- Hamilton in A Man, a Woman, and a Bank (1979)
- Born: Leigh Hiene December 20, 1949 Auckland, New Zealand
- Died: September 8, 2012 (aged 62) Santa Monica, California, U.S.
- Occupation: Actress
- Children: 1

= Leigh Hamilton =

American actress

Leigh Hamilton (December 20, 1949 – September 8, 2012) was a New Zealand-born American actress and art gallery owner.

Hamilton was born in Auckland, New Zealand, on December 20, 1949, to parents, Colleen and Derek Hiene. She moved to the United States to pursue acting. She began her career with small television roles during the 1970s, including parts on Kojak, The Mod Squad, Baretta, Banyon, and McMillan & Wife.

Hamilton co-starred in several films from the 1970s to the 1990s, including A Man, a Woman, and a Bank in 1979, Forced Vengeance in 1982, and Gas Food Lodging in 1992. She was also cast in smaller parts 1987's P.K. and the Kid and Hocus Pocus, a 1993 Halloween-themed comedic film starring Sarah Jessica Parker, Bette Midler, and Kathy Najimy.

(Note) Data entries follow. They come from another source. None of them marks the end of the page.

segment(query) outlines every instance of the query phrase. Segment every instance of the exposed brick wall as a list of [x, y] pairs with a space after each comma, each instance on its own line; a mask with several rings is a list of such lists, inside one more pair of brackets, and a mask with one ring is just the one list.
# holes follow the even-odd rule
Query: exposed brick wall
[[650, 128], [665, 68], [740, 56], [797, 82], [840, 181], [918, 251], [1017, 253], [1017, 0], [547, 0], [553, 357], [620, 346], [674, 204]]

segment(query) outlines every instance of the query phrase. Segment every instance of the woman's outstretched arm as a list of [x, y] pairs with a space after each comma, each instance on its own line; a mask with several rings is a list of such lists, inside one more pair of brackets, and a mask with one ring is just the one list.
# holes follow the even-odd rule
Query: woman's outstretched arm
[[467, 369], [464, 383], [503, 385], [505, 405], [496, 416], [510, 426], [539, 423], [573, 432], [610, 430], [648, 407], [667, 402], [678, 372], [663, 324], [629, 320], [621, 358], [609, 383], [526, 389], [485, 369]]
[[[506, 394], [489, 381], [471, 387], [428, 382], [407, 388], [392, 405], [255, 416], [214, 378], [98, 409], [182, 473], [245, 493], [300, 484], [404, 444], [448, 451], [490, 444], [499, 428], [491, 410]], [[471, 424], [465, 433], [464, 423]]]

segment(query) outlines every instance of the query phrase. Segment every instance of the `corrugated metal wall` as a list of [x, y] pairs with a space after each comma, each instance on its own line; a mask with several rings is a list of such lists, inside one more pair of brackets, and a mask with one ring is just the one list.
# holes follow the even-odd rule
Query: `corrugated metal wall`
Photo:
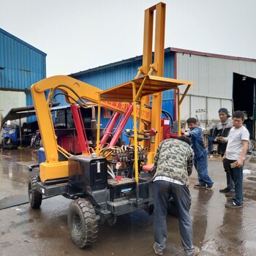
[[0, 88], [30, 89], [46, 76], [46, 54], [0, 29]]
[[181, 106], [181, 118], [197, 116], [201, 124], [219, 121], [218, 110], [233, 110], [233, 73], [256, 75], [256, 62], [177, 53], [177, 78], [195, 82]]
[[[45, 78], [45, 57], [46, 53], [0, 29], [0, 91], [26, 93], [25, 105], [20, 105], [19, 101], [13, 100], [12, 108], [34, 105], [30, 86]], [[10, 108], [7, 103], [4, 105]], [[30, 119], [29, 121], [35, 118]]]

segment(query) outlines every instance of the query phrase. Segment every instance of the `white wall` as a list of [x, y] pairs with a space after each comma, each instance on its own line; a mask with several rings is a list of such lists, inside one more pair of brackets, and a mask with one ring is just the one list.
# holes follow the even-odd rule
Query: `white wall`
[[[181, 105], [181, 119], [199, 118], [201, 124], [214, 126], [219, 121], [218, 110], [232, 113], [233, 73], [256, 76], [256, 62], [245, 60], [177, 53], [177, 78], [192, 81]], [[184, 90], [181, 89], [181, 93]]]

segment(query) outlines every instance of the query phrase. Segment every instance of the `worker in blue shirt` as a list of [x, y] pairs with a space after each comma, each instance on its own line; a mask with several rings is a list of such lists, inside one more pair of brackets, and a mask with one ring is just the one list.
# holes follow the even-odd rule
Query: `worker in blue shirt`
[[190, 117], [187, 120], [189, 130], [181, 129], [181, 134], [189, 137], [192, 140], [191, 146], [194, 151], [194, 166], [197, 172], [198, 184], [195, 188], [203, 188], [211, 190], [214, 182], [208, 174], [207, 151], [205, 148], [202, 129], [197, 126], [197, 119]]

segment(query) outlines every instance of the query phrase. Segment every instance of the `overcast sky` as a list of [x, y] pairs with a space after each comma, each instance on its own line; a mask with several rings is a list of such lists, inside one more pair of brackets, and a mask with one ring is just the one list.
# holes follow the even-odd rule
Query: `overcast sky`
[[[0, 0], [0, 27], [47, 53], [47, 76], [142, 55], [157, 0]], [[166, 0], [165, 48], [256, 59], [256, 0]]]

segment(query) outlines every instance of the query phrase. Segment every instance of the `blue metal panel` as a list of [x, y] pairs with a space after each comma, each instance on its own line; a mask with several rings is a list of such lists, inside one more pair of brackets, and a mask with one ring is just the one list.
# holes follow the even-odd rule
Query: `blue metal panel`
[[33, 83], [46, 77], [45, 56], [46, 53], [0, 29], [0, 89], [29, 90]]

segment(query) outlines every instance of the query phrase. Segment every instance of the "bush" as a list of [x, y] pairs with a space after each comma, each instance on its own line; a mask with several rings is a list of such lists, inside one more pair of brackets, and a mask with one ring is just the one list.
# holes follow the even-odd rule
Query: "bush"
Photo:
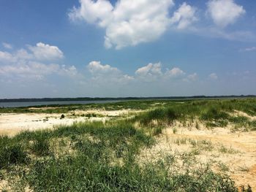
[[45, 156], [50, 154], [50, 143], [47, 137], [39, 135], [33, 141], [31, 150], [37, 155]]
[[0, 148], [0, 169], [13, 164], [26, 164], [29, 160], [26, 151], [20, 145], [13, 145]]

In 1994, Hamilton opened the Hamilton Galleries in the Pacific Palisades, Los Angeles, and simultaneously left acting to focus on her art business. She represented California-based artists, including Brooke Adams, who had co-starred with Hamilton in A Man, a Woman, and a Bank and Gas Food Lodging. The Hamilton Galleries are now located on Ocean Avenue in Santa Monica, California, as of 2012.

Leigh Hamilton died at Saint John's Health Center in Santa Monica, California, on September 8, 2012, at age 62.